Riyadh has said it has evidence Iranian missiles were used in last weekend’s attack and that they were launched from the north, but did not go so far as to say they came from Iranian territory.
Should the accusation be proven, it would mark such a serious escalation in the long-running conflict between Saudi and Iran that the former could be forced to retaliate.
"We hold Iran responsible because the missiles and the drones that were fired at Saudi Arabia were Iranian-built and Iranian-delivered," Adel al-Jubeir, Saudi’s Minister of State for Foreign Affairs, said on Sunday.
"But to launch an attack from your territory, if that is the case, puts us in a different category... this would be considered an act of war," he told CNN.
Both sides are holding their nerve, hoping to make their case to the United Nations General Assembly later this week.
Mr Rouhani, along with US sanctioned Foreign Minister Mohammad Javad Zarif, will travel to New York on Monday, to present what he called a security plan for the Gulf.
"In this sensitive and important historical moment, we announce to our neighbours that we extend the hand of friendship and brotherhood to them," he said.
It is unclear what this would look like, with the president saying only that peace in the Strait of Hormuz could be achieved "in co-operation with various countries."

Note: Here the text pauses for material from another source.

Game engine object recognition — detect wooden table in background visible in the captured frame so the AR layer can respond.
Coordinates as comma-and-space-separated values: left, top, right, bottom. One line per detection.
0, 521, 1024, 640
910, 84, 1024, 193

The US has already formed its own maritime coalition in the Gulf to secure one of the world’s most vital oil trade routes with the UK, Saudi, Bahrain and even the UAE, which has tried to keep good relations with Tehran since the most recent tensions began.
British former diplomats said Iran, which has been hit by wave after wave of US sanctions after Mr Trump pulled the country out of the landmark nuclear deal last year, is counting on the US and Saudi not wanting to start war.
“I think it is a matter of the hardliners in Iran looking to shore up their influence by keeping tensions with the US high, while still maintaining just enough deniability to preempt a full US response,” Charles Hollis, a British former diplomat in both Riyadh and Tehran, told the Telegraph. “Assisted by a growing belief that Trump may talk tough but is not willing to act.”